Мацуде ничуть не мешали длинные одеяния и широкие рукава. После тренировок я обычно обливался потом и еле дышал, а он оставался спокойным и безмятежным, как если бы провел пару часов за молитвой.
Я опустился на колени и извинился за опоздание. Настоятель внимательно посмотрел на меня и молча кивнул головой в сторону деревянной палки.
Я занимался с этим оружием каждый день, и у меня значительно окрепли мышцы запястий и рук, почти прошла травма, которую Акио нанес мне в Инуяме. Палка была темного цвета, почти черная, длинней, чем Ято, и намного тяжелей. Поначалу деревяшка вела себя как упрямый осел, но постепенно я научился управлять ею, а со временем стал орудовать с той же ловкостью, как палочками для еды.
Такая точность была важна, потому что одно неверное движение могло обернуться проломленным черепом или раздробленной ключицей. У нас не так много людей, чтобы убивать или ранить их во время тренировок.
Когда я поднял палку и занял исходное положение, нахлынула волна усталости. Я почти не спал нынешней ночью и не ел с вечера.
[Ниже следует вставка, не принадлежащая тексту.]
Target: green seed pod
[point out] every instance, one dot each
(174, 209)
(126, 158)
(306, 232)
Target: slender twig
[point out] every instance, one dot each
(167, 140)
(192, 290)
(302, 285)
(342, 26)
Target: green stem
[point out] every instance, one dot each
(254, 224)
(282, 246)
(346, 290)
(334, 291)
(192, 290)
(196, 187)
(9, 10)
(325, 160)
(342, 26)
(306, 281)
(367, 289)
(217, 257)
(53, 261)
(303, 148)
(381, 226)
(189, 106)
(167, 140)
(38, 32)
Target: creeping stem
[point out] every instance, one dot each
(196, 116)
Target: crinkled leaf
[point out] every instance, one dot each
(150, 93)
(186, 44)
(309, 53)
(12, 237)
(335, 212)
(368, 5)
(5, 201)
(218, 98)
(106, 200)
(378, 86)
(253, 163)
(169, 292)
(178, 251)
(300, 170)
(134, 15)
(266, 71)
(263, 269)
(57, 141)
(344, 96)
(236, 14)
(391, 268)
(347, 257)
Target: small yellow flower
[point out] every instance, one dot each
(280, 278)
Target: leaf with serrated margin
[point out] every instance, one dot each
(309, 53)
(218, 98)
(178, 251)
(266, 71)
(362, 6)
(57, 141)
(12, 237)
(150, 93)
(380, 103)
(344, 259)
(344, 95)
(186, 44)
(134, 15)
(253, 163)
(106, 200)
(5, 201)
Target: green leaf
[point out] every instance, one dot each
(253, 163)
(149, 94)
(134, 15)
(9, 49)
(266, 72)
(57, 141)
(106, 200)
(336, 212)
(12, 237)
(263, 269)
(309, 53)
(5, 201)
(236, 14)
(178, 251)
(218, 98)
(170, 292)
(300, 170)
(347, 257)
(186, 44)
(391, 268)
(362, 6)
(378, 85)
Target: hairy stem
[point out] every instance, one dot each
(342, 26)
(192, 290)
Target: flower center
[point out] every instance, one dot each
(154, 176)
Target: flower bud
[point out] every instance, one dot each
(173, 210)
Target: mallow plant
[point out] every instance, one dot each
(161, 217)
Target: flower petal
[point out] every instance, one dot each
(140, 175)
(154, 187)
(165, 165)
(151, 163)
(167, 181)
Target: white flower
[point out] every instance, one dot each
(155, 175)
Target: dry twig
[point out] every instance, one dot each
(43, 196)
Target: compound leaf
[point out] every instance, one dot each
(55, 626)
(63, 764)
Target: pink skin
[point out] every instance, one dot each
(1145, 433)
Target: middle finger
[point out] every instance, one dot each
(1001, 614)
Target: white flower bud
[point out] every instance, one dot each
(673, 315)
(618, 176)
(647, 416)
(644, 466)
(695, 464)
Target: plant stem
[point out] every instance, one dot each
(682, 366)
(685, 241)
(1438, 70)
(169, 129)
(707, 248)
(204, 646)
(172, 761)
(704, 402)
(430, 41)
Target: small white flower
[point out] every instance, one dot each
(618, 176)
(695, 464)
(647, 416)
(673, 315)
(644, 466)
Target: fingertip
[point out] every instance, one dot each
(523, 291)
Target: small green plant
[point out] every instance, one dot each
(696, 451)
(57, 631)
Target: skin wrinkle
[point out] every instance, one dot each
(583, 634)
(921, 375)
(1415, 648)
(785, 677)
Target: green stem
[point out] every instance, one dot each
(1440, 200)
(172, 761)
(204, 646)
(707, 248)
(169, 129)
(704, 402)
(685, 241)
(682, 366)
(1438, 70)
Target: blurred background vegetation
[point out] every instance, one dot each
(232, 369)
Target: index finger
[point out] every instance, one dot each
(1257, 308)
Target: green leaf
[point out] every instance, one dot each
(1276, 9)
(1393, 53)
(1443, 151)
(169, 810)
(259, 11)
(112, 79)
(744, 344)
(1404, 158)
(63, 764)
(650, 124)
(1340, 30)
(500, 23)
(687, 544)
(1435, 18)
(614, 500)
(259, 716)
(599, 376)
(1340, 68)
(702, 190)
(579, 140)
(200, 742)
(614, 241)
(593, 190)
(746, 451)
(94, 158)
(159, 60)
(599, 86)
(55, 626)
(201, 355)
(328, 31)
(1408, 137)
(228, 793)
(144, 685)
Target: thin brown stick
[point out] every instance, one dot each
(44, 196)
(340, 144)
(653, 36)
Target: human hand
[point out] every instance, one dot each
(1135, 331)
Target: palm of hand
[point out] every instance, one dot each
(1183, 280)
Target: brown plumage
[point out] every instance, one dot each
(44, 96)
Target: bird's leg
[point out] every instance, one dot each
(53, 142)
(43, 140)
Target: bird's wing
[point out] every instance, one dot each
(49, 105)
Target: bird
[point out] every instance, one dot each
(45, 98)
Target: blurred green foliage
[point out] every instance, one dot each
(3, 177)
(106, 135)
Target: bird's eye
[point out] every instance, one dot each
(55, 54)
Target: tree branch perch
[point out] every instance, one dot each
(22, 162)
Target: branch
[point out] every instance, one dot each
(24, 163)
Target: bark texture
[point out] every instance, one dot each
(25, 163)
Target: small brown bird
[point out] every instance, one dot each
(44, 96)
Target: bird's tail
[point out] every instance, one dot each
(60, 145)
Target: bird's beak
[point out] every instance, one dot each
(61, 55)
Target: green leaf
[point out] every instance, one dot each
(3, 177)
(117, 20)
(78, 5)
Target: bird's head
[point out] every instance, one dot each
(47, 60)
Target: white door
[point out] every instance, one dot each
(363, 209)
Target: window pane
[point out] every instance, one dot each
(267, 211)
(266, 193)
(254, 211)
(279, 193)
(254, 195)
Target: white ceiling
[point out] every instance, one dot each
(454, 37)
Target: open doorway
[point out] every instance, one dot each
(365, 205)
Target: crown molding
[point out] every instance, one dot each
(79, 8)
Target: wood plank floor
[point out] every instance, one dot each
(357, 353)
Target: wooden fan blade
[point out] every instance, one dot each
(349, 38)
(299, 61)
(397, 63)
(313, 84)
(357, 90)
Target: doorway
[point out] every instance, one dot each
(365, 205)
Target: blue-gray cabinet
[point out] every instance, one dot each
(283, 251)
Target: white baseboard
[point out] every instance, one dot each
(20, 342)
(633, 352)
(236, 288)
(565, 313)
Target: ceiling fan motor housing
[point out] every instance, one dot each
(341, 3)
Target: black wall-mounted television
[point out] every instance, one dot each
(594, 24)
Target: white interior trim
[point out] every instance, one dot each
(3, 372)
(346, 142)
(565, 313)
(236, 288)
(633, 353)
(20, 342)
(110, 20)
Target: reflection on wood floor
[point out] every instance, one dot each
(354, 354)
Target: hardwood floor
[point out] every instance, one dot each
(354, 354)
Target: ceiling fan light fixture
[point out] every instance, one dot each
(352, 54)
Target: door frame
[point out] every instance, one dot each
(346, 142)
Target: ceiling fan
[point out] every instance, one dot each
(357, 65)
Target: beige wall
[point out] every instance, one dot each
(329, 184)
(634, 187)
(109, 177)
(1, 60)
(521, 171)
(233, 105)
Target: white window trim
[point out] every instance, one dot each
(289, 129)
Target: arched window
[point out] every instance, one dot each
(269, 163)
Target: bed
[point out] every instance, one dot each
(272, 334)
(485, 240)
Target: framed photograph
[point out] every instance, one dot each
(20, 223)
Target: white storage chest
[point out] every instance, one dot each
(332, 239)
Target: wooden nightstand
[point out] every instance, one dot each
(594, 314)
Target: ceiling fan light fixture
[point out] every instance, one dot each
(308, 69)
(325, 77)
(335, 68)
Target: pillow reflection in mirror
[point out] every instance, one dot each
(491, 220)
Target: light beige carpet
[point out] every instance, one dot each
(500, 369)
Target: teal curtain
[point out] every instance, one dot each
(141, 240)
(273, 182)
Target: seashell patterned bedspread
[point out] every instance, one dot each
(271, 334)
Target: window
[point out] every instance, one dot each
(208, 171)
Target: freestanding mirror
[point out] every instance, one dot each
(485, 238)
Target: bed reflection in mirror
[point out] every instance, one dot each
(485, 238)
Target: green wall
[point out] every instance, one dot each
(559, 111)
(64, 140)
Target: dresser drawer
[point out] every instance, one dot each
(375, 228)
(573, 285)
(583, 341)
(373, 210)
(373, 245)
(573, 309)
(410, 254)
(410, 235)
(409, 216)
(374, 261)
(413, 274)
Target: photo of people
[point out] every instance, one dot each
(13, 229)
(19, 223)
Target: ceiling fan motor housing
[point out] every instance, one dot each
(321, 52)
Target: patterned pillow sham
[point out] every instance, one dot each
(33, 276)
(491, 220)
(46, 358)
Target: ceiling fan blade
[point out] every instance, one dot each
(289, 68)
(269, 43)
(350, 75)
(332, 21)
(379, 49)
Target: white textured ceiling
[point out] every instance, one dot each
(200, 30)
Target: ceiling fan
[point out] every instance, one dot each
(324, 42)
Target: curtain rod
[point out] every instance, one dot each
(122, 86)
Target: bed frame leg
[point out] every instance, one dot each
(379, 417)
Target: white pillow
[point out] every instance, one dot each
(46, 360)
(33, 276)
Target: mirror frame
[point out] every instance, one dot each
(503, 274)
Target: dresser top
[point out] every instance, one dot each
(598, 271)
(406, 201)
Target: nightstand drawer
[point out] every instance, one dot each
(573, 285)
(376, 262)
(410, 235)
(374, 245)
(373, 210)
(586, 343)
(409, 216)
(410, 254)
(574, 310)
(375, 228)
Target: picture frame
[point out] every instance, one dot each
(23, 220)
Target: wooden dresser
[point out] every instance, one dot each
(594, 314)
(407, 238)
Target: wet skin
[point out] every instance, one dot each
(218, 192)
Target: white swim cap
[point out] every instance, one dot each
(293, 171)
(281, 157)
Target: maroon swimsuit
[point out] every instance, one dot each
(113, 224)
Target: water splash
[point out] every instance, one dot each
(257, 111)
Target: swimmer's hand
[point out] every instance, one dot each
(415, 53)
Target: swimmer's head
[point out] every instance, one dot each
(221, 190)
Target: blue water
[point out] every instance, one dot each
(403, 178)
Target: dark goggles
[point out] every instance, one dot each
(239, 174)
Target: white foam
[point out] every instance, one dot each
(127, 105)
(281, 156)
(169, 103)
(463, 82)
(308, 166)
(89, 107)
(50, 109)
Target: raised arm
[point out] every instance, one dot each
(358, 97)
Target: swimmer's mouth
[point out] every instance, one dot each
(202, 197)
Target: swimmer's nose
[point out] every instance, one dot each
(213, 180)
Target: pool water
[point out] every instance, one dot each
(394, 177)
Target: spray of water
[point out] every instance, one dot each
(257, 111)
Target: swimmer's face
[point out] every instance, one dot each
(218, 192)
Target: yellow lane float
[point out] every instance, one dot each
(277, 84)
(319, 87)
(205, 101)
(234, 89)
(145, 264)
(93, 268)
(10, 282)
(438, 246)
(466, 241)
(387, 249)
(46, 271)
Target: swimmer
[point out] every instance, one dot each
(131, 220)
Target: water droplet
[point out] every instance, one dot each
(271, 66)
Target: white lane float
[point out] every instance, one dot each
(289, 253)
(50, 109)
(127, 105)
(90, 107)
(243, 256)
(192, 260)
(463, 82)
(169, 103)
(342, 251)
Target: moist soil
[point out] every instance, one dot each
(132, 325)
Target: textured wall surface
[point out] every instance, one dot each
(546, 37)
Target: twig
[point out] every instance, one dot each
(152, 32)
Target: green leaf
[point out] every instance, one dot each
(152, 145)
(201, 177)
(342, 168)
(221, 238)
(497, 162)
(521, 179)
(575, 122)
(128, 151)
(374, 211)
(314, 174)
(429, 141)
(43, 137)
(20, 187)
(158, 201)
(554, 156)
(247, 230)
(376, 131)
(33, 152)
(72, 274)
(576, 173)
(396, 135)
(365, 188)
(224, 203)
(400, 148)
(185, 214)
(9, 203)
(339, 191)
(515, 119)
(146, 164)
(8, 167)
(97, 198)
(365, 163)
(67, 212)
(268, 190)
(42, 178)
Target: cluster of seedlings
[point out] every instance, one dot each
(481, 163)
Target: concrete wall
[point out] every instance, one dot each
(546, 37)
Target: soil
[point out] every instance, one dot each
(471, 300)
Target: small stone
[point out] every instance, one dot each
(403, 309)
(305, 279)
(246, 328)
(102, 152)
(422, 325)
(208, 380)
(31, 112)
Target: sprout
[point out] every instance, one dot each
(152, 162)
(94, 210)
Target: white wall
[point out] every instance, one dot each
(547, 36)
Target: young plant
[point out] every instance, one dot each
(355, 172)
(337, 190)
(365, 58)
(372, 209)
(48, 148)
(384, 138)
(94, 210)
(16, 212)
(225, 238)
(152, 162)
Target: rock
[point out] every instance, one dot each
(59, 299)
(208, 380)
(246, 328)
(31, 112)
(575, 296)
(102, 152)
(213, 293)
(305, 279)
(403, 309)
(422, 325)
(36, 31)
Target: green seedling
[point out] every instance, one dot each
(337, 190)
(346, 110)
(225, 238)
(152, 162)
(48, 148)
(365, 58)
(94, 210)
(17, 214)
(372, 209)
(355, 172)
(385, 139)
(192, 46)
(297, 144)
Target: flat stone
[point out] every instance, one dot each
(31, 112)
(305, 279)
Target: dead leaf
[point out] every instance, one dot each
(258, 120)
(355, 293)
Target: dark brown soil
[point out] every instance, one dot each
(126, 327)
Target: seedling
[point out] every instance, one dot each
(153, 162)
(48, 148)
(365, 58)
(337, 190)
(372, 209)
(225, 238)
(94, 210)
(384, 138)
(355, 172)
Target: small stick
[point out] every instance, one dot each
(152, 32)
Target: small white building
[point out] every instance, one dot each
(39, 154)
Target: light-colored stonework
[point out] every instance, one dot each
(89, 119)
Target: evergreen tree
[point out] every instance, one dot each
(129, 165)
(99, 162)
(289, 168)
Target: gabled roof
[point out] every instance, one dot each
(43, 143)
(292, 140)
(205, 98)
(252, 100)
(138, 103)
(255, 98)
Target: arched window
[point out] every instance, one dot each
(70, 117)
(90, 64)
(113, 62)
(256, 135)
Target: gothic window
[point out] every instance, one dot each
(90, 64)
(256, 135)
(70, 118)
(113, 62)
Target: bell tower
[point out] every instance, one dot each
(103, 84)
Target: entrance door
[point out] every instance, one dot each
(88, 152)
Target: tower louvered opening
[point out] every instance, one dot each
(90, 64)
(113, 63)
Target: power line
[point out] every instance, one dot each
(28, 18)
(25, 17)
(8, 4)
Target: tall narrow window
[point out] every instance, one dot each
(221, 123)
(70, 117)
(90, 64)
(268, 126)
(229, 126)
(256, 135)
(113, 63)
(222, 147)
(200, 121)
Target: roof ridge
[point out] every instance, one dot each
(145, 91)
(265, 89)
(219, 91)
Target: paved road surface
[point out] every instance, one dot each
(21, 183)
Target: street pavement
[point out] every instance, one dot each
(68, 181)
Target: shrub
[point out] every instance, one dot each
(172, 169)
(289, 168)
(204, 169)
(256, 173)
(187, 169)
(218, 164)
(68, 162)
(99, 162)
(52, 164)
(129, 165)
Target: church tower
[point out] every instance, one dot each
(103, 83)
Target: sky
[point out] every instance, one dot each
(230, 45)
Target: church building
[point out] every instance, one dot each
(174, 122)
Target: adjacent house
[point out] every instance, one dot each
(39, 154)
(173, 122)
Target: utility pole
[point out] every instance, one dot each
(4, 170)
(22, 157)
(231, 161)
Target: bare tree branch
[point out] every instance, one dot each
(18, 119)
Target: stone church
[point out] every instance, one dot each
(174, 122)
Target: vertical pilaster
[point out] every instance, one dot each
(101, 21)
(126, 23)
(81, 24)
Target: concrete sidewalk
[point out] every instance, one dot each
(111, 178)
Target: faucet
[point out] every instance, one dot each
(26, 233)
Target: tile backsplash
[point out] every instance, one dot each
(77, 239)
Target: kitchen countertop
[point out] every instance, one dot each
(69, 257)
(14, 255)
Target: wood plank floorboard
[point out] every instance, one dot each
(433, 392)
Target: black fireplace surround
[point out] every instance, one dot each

Силы вернулись, когда я вспомнил о Каэдэ, мысленно увидел ее на веранде. Я понял, как она нужна мне.
Обычно я проигрывал бой Мацуде. Однако сегодня во мне произошла небывалая перемена, словно разрозненные части уроков сплелись в одно целое, жесткий, непримиримый дух вырвался из глубины моей сущности и наполнил руки. Я вдруг осознал, что на сорок лет моложе Мацуды, оценил его возраст и уязвимость, понял, что он в моей власти.
Я прекратил атаку и выронил палку. В этот миг его оружие отыскало незащищенное место и опустилось мне на шею. От удара закружилась голова. К счастью, Мацуда нападал вполсилы.
Его неизменно безмятежные глаза теперь горели искренней злостью.
– Это послужит тебе уроком, – прорычал он. – Во-первых, за опоздание, а во-вторых, чтобы твое мягкое сердце не мешало тебе драться.
Я собирался возразить, но настоятель оборвал меня.